According to inspection reports, it’s nothing new. In 2010, Pratt was cited for inadequate veterinarian care, like eye problems and skin irritations. Housing facilities weren’t up to par. In one instance, three Pugs were kept in an enclosure measuring just 18 inches. The minimum requirement: 12 square feet. The inspector also noted a large number of flies and a noticeable ammonia odor.
As recently as March, inspectors found significant health problems in more than three dozen dogs.
“They’re breeding for profit,” says Nancy Peterson, DVM.
She’s caring for three Golden Retrievers recently purchased from another commercial breeding facility in Southern Iowa. When they arrived at the clinic, Peterson says they were covered in ticks and fleas. They also had tapeworms and dental wear.
“He’s chewed on some hard surfaces,” says Peterson as she strokes an 8-year-old Retriever named Buddie.
But Buddie doesn’t seem to have the emotional scars often seen in dogs from large, commercial breeding facilities.
“He’s very friendly, where the other male that came in was a little worried about walking around.”
Omar is the other male. He quivers and cowers when removed from his kennel. He is still scared of us and his surroundings.
“You can see he’s just not comfortable with life yet.”
Peterson says little by little, Omar is coming out of his shell, but it will take time for him to trust humans.

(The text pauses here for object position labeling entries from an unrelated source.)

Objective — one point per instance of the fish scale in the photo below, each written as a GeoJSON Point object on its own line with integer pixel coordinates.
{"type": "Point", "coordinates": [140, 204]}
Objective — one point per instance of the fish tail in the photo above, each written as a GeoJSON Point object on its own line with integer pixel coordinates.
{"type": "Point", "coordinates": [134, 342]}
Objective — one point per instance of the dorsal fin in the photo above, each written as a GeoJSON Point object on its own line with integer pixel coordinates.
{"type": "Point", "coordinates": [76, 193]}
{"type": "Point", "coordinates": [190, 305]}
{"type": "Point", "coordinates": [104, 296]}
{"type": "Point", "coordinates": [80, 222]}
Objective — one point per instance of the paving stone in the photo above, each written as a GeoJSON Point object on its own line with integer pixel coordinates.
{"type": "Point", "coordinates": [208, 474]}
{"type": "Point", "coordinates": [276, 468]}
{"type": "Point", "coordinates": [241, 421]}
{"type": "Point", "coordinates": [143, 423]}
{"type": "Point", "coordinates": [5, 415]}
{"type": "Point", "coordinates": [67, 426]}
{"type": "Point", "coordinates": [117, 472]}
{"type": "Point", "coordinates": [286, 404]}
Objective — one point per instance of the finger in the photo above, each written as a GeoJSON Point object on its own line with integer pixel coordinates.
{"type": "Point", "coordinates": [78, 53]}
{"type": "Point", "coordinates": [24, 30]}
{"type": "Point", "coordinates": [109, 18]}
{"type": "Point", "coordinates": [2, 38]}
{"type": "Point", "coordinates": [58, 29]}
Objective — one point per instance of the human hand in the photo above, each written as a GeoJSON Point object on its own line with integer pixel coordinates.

“Socialization is so important between five and 14 weeks of age. It is really the big time for them and in a commercial setting that is just so, so difficult.”
Many commercial breeders liken raising dogs to raising livestock. Peterson doesn’t see it that way.
“That’s not why I’m in veterinary medicine. For us it’s the emotional bond. It’s what they give back to us in our lives that make the quality of my life so much better.”
For unscrupulous breeders, it’s all about profits – profits driven by uninformed consumers.
“If they’re buying from those types of facilities we just keep them going,” says Peterson.
And it keeps dogs like Buddie, Omar and Victor imprisoned in a never-ending cycle of breeding, abuse and neglect.